Aux-Think: Exploring Reasoning Strategies for Data-Efficient Vision-Language Navigation

Shuo Wang, Yongcai Wang, Wanting Li, Xudong Cai, Yucheng Wang, Maiyue Chen, kaihui.wang, Zhizhong Su, Deying Li, Zhaoxin Fan

Advances in Neural Information Processing Systems 38 (NeurIPS 2025) Main Conference Track

Vision-Language Navigation is a critical task for developing embodied agents that can follow natural language instructions to navigate in complex real-world environments. Recent advances by finetuning large pretrained models have significantly improved generalization and instruction grounding compared to traditional approaches. However, the role of reasoning strategies in navigation—an action-centric, long-horizon task—remains underexplored, despite Chain-of-Thought reasoning's demonstrated success in static tasks like question answering and visual reasoning. To address this gap, we conduct the first systematic evaluation of reasoning strategies for VLN, including No-Think (direct action prediction), Pre-Think (reason before action), and Post-Think (reason after action).
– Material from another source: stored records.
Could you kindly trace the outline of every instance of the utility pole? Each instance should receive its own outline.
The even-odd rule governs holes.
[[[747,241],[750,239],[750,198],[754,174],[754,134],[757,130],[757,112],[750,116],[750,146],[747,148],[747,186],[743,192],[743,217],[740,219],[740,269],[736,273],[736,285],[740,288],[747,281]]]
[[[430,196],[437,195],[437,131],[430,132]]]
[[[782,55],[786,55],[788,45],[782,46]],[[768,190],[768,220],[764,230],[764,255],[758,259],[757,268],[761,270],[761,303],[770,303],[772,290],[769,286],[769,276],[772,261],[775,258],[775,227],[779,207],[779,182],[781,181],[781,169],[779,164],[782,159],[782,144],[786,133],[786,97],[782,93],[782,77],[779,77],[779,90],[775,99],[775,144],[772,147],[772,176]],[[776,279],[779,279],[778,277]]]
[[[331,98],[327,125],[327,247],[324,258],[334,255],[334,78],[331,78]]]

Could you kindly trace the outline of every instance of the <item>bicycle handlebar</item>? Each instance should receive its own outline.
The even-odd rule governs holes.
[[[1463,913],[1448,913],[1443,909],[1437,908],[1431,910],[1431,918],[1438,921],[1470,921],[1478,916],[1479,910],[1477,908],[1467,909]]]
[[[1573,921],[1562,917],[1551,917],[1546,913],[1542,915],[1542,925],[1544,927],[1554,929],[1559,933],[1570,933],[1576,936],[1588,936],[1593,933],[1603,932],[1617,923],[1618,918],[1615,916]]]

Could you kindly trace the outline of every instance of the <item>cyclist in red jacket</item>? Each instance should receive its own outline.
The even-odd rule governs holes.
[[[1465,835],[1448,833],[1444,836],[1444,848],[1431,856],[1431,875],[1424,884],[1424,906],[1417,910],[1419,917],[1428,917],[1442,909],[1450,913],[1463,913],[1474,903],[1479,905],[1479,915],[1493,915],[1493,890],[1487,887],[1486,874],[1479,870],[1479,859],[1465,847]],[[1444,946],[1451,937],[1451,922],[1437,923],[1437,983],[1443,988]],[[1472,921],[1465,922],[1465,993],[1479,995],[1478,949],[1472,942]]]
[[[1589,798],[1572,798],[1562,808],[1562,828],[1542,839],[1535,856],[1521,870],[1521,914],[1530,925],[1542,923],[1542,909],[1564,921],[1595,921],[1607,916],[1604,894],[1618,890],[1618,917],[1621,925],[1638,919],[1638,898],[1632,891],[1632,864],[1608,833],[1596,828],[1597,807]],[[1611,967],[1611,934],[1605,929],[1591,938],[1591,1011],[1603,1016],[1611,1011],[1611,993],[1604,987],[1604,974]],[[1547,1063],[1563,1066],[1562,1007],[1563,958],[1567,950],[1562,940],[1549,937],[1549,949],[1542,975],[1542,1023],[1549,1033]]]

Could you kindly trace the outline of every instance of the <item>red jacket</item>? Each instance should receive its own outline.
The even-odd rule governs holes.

Surprisingly, our findings reveal the Inference-time Reasoning Collaps issue, where inference-time reasoning degrades navigation accuracy, highlighting the challenges of integrating reasoning into VLN. Based on this insight, we propose Aux-Think, a framework that trains models to internalize structured reasoning patterns through CoT supervision during training, while preserving No-Think inference for efficient action prediction. To support this framework, we release R2R-CoT-320k, a large-scale Chain-of-Thought annotated dataset. Empirically, Aux-Think significantly reduces training effort without compromising performance.